Looking for Mr. Goodbar (1977)





Looking for Mr. Goodbar, (1977) Dir. Richard Brooks
Starring: Diane Keaton, Tuesday Weld, Richard Gere, Tom Berenger



Looking for Mr. Goodbar is a film you really do want to like; there's some amount of weighty expectation to it - it was never released on DVD and as such is quite difficult to get hold of, but I've been constantly hearing about how it was one of the early, key texts of New Hollywood. It may be a minor film, but it starred a very young Richard Gere, an equally youthful Tom Berenger, and Diane Keaton fresh off the success of The Godfather. I was always baffled as to why it wasn't more available.

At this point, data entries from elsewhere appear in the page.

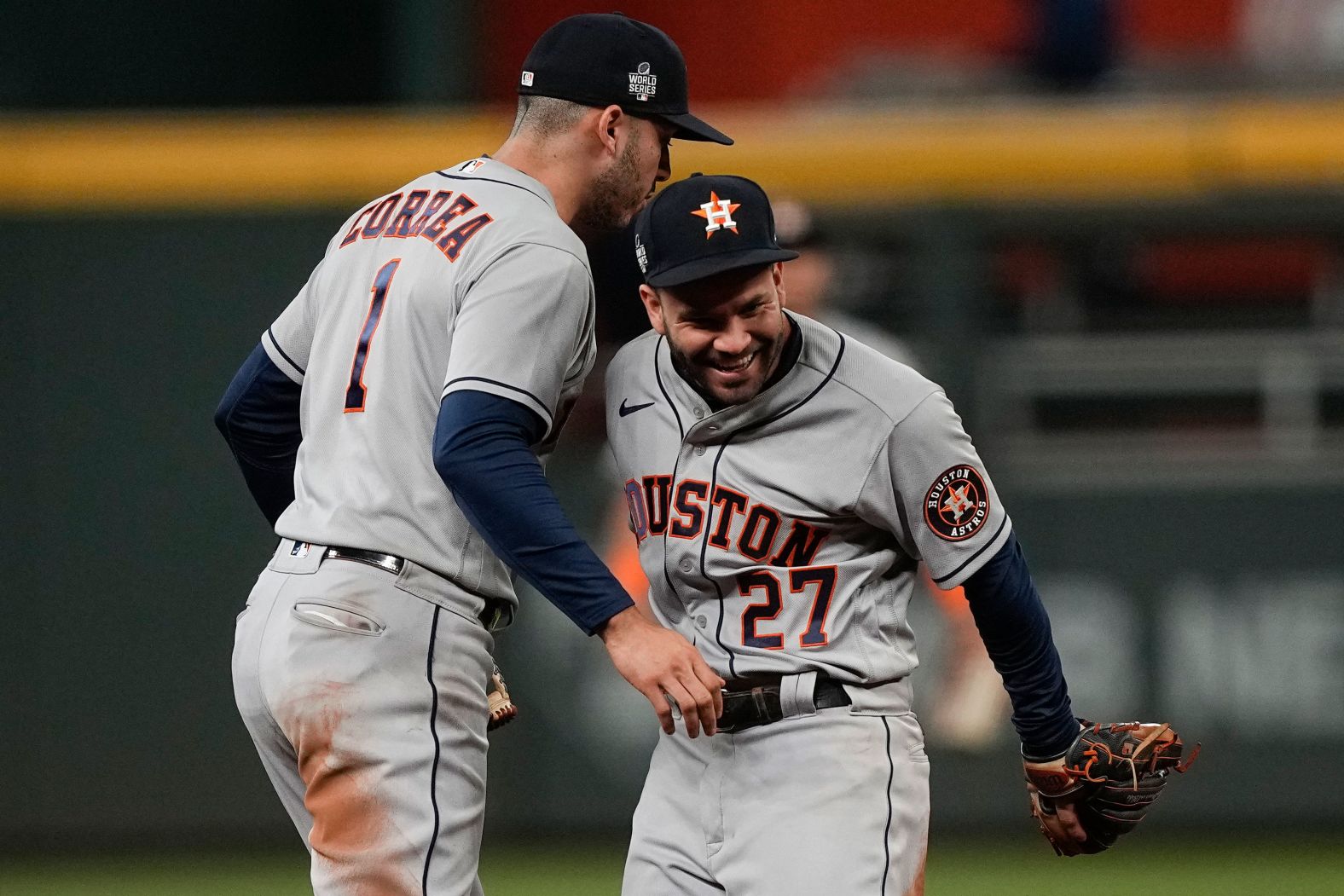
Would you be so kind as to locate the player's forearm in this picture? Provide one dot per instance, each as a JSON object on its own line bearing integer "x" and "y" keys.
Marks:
{"x": 481, "y": 452}
{"x": 1017, "y": 633}
{"x": 258, "y": 418}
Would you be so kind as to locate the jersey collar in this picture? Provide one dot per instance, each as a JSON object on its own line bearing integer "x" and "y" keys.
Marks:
{"x": 492, "y": 170}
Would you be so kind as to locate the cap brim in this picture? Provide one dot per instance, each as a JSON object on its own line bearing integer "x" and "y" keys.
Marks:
{"x": 691, "y": 128}
{"x": 711, "y": 265}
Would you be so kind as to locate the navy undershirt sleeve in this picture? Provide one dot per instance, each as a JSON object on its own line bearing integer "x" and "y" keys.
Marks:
{"x": 258, "y": 417}
{"x": 481, "y": 450}
{"x": 1017, "y": 633}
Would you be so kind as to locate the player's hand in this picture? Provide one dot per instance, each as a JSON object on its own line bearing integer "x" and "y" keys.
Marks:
{"x": 1058, "y": 818}
{"x": 664, "y": 667}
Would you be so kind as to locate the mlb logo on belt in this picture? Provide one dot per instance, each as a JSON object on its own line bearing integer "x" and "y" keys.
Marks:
{"x": 718, "y": 214}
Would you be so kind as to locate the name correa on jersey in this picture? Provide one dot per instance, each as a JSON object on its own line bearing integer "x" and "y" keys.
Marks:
{"x": 751, "y": 529}
{"x": 396, "y": 218}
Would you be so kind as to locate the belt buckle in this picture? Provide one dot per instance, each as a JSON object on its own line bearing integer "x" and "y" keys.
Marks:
{"x": 754, "y": 706}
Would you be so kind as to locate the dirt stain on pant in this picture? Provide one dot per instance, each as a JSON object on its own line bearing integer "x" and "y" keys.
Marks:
{"x": 351, "y": 835}
{"x": 917, "y": 886}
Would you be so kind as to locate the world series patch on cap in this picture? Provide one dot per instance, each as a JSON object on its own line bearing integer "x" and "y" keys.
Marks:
{"x": 704, "y": 226}
{"x": 608, "y": 60}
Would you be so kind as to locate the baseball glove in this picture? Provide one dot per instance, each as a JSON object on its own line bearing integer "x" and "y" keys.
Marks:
{"x": 501, "y": 707}
{"x": 1110, "y": 775}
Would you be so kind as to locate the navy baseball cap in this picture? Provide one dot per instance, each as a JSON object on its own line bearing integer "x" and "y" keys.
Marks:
{"x": 605, "y": 60}
{"x": 704, "y": 226}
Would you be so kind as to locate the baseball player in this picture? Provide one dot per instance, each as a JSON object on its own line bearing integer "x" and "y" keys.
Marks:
{"x": 391, "y": 426}
{"x": 784, "y": 481}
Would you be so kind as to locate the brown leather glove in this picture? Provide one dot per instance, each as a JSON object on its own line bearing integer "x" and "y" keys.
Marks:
{"x": 1105, "y": 782}
{"x": 501, "y": 707}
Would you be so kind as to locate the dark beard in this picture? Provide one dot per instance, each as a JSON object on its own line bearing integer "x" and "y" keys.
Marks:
{"x": 609, "y": 202}
{"x": 772, "y": 351}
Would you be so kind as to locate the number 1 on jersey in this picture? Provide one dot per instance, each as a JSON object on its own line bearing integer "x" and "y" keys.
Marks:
{"x": 356, "y": 391}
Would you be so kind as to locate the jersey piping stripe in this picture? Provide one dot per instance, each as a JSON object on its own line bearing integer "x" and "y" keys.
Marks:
{"x": 704, "y": 546}
{"x": 495, "y": 182}
{"x": 433, "y": 730}
{"x": 714, "y": 480}
{"x": 886, "y": 835}
{"x": 546, "y": 414}
{"x": 663, "y": 389}
{"x": 282, "y": 354}
{"x": 972, "y": 558}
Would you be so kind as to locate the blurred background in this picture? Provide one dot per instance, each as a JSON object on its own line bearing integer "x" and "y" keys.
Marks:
{"x": 1112, "y": 228}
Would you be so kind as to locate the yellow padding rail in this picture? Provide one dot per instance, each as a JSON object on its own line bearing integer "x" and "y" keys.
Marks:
{"x": 872, "y": 156}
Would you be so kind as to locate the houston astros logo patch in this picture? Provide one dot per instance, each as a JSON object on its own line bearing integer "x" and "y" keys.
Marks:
{"x": 957, "y": 504}
{"x": 718, "y": 214}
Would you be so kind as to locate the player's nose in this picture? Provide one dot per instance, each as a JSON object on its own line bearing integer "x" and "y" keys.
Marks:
{"x": 733, "y": 340}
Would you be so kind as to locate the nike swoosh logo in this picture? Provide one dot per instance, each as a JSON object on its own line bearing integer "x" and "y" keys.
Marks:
{"x": 630, "y": 408}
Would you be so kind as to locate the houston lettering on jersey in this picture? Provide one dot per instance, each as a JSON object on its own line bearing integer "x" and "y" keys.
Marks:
{"x": 750, "y": 529}
{"x": 417, "y": 214}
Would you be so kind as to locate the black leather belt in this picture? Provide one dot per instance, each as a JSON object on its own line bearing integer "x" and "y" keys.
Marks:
{"x": 756, "y": 702}
{"x": 495, "y": 616}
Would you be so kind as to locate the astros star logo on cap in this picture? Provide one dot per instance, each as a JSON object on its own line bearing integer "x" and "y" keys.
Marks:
{"x": 718, "y": 214}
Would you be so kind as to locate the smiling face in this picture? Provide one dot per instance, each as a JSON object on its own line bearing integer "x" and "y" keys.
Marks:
{"x": 621, "y": 191}
{"x": 726, "y": 332}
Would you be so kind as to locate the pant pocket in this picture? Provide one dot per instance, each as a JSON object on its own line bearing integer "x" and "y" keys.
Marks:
{"x": 338, "y": 618}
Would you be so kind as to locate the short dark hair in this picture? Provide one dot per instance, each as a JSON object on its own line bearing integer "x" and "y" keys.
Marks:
{"x": 546, "y": 116}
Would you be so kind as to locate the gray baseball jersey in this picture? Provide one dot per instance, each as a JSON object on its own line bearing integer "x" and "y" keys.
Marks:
{"x": 783, "y": 535}
{"x": 461, "y": 280}
{"x": 364, "y": 688}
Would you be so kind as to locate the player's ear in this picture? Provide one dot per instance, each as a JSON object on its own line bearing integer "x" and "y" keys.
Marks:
{"x": 653, "y": 308}
{"x": 611, "y": 124}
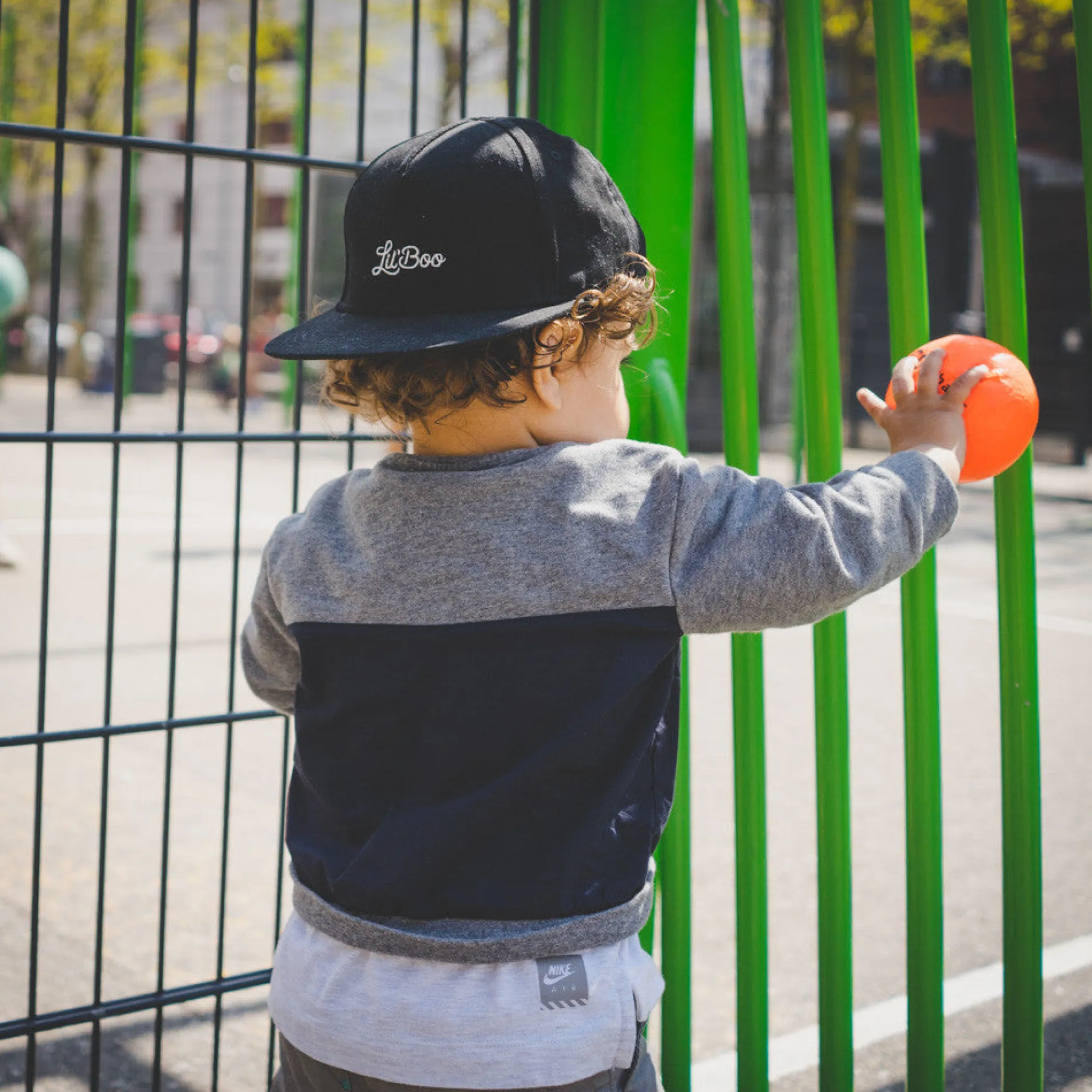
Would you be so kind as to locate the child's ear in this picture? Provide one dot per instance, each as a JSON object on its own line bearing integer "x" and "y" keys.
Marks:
{"x": 544, "y": 383}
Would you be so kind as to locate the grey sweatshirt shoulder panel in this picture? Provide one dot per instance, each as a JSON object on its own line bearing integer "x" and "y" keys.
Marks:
{"x": 570, "y": 530}
{"x": 574, "y": 528}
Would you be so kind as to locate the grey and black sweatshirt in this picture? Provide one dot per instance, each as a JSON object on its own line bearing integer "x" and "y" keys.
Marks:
{"x": 482, "y": 657}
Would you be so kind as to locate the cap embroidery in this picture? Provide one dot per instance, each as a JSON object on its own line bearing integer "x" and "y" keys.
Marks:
{"x": 392, "y": 259}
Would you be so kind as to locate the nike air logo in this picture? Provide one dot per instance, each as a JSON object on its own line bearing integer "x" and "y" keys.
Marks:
{"x": 563, "y": 982}
{"x": 556, "y": 974}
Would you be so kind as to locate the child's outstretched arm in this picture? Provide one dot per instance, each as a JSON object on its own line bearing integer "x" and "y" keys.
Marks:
{"x": 925, "y": 419}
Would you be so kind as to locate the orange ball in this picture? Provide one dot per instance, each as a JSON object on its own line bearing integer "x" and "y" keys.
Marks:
{"x": 1003, "y": 410}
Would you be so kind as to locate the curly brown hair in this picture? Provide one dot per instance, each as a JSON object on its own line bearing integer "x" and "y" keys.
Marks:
{"x": 401, "y": 388}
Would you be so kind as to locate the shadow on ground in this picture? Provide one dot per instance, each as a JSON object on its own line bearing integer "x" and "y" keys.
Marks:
{"x": 1067, "y": 1043}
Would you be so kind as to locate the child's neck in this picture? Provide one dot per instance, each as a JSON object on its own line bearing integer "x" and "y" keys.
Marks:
{"x": 475, "y": 430}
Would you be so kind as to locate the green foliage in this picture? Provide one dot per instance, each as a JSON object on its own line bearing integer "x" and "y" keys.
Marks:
{"x": 941, "y": 33}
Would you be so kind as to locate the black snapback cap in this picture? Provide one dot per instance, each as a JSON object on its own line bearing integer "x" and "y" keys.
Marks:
{"x": 471, "y": 232}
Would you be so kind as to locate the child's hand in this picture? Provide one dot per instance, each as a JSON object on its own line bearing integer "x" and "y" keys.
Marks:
{"x": 925, "y": 419}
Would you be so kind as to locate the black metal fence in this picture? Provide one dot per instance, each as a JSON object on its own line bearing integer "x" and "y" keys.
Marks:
{"x": 137, "y": 855}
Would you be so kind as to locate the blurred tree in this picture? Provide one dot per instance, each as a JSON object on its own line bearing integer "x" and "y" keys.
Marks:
{"x": 1038, "y": 29}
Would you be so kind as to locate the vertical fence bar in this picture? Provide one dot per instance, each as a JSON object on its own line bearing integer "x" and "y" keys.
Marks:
{"x": 909, "y": 310}
{"x": 824, "y": 427}
{"x": 464, "y": 53}
{"x": 739, "y": 396}
{"x": 1007, "y": 322}
{"x": 168, "y": 757}
{"x": 362, "y": 80}
{"x": 47, "y": 527}
{"x": 512, "y": 70}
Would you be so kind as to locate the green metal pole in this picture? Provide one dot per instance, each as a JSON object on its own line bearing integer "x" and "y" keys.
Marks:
{"x": 570, "y": 85}
{"x": 647, "y": 144}
{"x": 1083, "y": 30}
{"x": 739, "y": 395}
{"x": 824, "y": 430}
{"x": 1007, "y": 322}
{"x": 909, "y": 310}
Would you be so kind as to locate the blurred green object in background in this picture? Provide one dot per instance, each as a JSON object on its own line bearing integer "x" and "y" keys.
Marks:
{"x": 14, "y": 283}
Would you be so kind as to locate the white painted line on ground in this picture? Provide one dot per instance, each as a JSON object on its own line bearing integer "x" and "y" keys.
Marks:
{"x": 799, "y": 1051}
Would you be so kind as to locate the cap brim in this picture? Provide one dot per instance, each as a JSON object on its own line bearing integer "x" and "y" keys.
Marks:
{"x": 339, "y": 334}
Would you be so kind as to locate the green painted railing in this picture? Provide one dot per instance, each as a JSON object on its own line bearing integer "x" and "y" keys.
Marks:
{"x": 909, "y": 311}
{"x": 739, "y": 384}
{"x": 586, "y": 49}
{"x": 610, "y": 73}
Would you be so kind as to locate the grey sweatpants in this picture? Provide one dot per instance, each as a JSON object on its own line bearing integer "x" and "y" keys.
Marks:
{"x": 302, "y": 1074}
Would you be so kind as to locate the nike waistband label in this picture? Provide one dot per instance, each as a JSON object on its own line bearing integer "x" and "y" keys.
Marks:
{"x": 563, "y": 982}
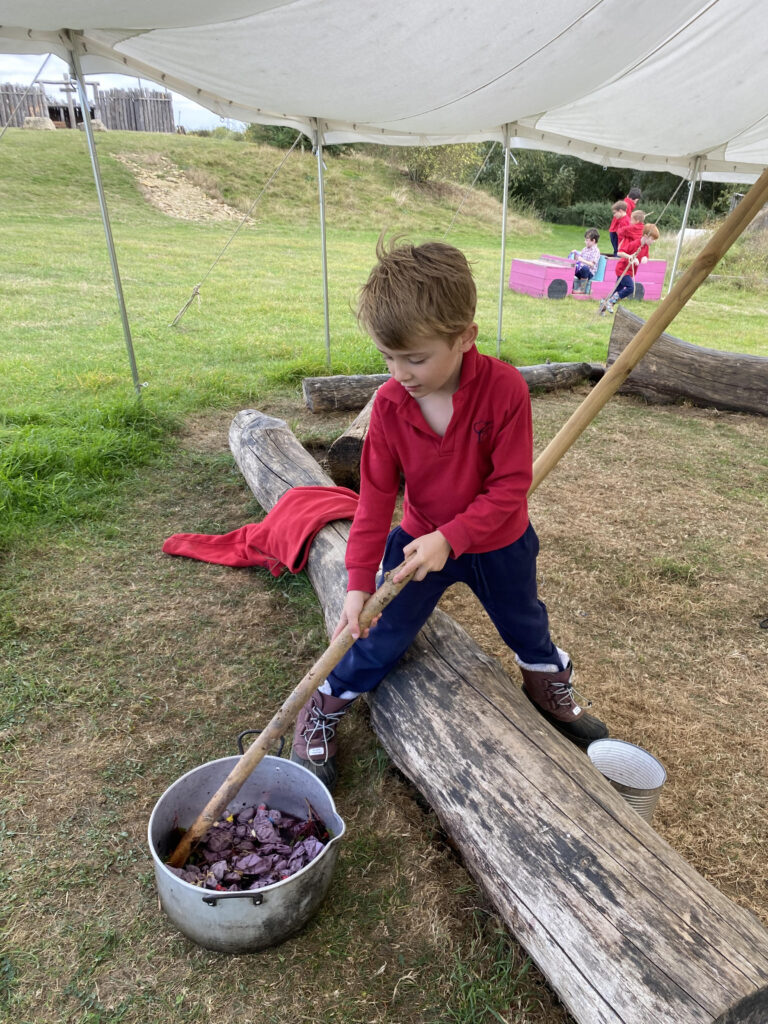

The trouble is, the Diane Keaton character, Terry, is rather likeable. Throughout the film, she has a chilled-out, increasingly free-spirited attitude towards sex and drugs, a prickly inability to go for a 'safe' man, and a mattress-on-the-floor bohemian sensibility, boldly inviting Richard Gere home with her. Even as Brooks beats us over the head with Theresa's 'daddy issues', combined with her cliched 'rebellion' from her strict Catholic family, she feels sympathetic. Brooks poses her character as dangerously sleazy and promiscuous; her nymphomania is attributed completely to her family problems. Yet she seems coolly above it all, in many ways - until the end of the film,I did not feel that the narrative had served to judge her. It is easy to vicariously enjoy her lifestyle - particularly her flagrant disregard for the social values which have for so long defined not only what is right for women to do, but what it is safe for them to do. Essentially, when she is not a rather compassionate schoolteacher, she prowls seedy disco clubs at the nighttime for casual encounters.

It seems strange, and perhaps telling, for me to say that as a woman watching this film over 30 years after its release, there was still something pleasurable about watching Keaton swagger around, for all intensive purposes, like a man. (Though her hysterical laughter at the sight of a condom seems rather more alien, to say that not long after 1977 she certainly wouldn't have been laughing.) But of course - of course - there are consequences. There always must be consequences for this kind of behaviour - reasons and motivations, too, but most definitely consequences. A woman must never exist in the dangerous margin of sexuality where neither slapdash Freudian analytics explain her nor some sort of cautionary punishment await her.

The ending came as such a shock, then, that I found myself angrily trying to work out how I hadn't seen it coming all along. The gut-twisting, seedy ending serves as reactionary, homophobic, and sexist. At its heart, Looking for Mr. Goodbar has a deeply moral conservative stance. One might argue that it was based on a true story, and that in crime-ridden 70's New York, a wildly promiscuous young woman might easily have fallen into the wrong arms. While that may be true, Goodbar presents a stereotypical world - when women join the sexual revolution, dubiously following the steps of men, they must suffer the gravest of consequences.